In its reasons for decision, The Ontario Court of Appeal repeatedly states that questions of jurisdiction should be narrowly construed and it cautions domestic courts to guard against advertently or inadvertently straying into the merits of an international arbitral panel’s decision.
The Court went on to explain that reasonableness cannot be the appropriate standard of review because adopting that standard would effectively require domestic courts to delve into the merits to determine if there was an error of jurisdiction:
“… a reasonableness standard inevitably leads to a review of the merits of the decision. Any time the court reviews on the reasonableness standard, it undertakes an in-depth analysis of the reasoning and decision of the tribunal in order to decide whether the result was a reasonable one. That may include a review in the form of an exercise determining whether findings of fact made by the tribunal were reasonable. Once a court enters into a reasonableness review, it is effectively considering the merits of the tribunal’s decision and deciding whether that decision is acceptable because it is reasonable, nor because it was made within the jurisdiction of the tribunal.”

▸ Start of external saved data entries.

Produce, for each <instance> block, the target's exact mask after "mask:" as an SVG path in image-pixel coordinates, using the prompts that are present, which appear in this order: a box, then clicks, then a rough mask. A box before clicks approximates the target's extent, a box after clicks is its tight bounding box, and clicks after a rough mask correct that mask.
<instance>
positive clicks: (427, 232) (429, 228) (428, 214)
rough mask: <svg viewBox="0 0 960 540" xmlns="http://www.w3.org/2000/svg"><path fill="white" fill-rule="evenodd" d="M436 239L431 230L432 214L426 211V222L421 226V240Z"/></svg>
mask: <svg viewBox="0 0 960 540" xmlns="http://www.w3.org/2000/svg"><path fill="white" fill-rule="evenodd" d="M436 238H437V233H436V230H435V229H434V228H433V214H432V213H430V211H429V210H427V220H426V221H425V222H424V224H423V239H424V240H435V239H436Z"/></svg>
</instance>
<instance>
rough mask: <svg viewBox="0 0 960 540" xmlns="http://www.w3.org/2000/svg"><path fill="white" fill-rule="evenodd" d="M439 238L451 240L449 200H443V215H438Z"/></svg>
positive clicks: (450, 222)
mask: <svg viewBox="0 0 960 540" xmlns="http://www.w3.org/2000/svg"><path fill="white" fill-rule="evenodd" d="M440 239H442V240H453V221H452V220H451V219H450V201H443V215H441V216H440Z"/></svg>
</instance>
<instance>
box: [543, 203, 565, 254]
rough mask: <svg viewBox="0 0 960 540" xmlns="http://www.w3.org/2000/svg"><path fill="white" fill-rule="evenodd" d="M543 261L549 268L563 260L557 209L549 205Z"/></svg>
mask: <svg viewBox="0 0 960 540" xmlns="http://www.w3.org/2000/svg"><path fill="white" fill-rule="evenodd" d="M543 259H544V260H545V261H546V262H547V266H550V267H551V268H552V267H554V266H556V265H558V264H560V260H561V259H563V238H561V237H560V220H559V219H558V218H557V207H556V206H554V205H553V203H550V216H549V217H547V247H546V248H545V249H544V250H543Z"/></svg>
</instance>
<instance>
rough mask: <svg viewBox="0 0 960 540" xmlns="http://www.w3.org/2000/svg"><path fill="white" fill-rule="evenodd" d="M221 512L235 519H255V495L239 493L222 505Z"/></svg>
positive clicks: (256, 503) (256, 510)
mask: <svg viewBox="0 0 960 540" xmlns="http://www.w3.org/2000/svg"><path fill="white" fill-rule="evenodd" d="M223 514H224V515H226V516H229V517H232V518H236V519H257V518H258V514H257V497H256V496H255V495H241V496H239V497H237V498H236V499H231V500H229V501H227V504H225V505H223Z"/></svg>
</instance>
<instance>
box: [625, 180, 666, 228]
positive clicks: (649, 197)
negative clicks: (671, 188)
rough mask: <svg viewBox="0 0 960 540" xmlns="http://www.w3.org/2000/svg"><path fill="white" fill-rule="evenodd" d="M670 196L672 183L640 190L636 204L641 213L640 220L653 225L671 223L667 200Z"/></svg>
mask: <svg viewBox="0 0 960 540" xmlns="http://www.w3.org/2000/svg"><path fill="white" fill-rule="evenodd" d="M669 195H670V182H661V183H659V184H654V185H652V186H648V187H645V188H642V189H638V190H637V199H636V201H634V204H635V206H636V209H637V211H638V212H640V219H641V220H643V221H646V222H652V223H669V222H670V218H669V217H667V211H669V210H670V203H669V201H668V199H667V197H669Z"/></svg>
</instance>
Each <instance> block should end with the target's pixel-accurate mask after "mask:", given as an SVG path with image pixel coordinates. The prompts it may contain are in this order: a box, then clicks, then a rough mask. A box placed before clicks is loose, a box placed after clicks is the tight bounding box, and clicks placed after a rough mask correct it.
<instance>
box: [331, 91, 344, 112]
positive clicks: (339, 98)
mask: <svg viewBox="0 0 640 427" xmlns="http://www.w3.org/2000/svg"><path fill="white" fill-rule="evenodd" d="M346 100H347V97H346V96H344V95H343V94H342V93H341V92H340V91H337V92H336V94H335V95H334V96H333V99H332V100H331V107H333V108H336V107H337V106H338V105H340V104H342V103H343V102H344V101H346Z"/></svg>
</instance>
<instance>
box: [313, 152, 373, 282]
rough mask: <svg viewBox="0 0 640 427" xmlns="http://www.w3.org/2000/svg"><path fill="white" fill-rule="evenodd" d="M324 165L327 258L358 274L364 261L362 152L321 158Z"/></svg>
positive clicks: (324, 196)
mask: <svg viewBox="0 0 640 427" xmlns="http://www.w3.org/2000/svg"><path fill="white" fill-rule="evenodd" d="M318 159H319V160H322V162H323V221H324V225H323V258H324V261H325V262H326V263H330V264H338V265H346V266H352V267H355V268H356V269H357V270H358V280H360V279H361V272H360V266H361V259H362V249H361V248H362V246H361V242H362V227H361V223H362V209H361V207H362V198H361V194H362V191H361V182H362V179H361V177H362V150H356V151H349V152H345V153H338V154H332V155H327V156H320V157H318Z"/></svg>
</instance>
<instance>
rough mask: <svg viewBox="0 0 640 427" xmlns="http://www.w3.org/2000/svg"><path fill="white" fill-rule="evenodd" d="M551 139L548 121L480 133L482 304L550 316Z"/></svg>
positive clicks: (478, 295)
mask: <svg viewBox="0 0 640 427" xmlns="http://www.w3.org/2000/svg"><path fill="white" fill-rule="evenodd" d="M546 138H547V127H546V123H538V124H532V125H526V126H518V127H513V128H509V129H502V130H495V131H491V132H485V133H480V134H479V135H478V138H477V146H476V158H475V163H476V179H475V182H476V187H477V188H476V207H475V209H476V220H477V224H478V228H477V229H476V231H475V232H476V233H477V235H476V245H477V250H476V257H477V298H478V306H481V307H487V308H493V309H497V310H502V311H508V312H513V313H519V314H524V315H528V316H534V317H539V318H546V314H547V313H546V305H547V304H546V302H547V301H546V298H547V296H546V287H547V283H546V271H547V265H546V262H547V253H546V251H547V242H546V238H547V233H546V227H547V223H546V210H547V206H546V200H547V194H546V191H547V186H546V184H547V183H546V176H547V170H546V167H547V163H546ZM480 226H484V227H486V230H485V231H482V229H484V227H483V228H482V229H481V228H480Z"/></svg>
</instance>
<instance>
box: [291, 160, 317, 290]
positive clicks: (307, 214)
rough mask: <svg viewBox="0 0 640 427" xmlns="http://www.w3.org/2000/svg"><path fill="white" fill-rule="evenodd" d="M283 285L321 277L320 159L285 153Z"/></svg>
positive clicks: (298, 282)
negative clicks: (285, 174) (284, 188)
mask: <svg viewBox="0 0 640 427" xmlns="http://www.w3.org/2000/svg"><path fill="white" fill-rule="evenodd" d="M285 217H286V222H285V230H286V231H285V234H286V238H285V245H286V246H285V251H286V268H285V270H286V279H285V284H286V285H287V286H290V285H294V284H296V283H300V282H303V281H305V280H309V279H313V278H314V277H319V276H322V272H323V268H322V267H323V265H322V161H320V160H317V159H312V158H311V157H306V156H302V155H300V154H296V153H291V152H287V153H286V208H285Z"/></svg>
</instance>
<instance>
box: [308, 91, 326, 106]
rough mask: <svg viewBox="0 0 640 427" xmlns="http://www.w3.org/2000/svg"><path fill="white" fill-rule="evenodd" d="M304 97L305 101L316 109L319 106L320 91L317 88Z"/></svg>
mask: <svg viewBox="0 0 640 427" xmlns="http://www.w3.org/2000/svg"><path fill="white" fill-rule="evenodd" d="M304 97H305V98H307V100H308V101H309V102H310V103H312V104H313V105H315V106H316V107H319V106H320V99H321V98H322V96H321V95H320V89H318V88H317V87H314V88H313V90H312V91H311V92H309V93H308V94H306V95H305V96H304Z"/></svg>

In the end result, Cargill was entitled to keep the $77 million in damages awarded to it by the NAFTA panel, the standard of review to be applied by domestic courts was clarified, and the claimants in a nearly identical proceeding where the NAFTA panel decided it did not have jurisdiction to award damages for up-stream losses (Archer Daniels Midland v. The United Mexican States) were left wishing they had drawn a different arbitral panel.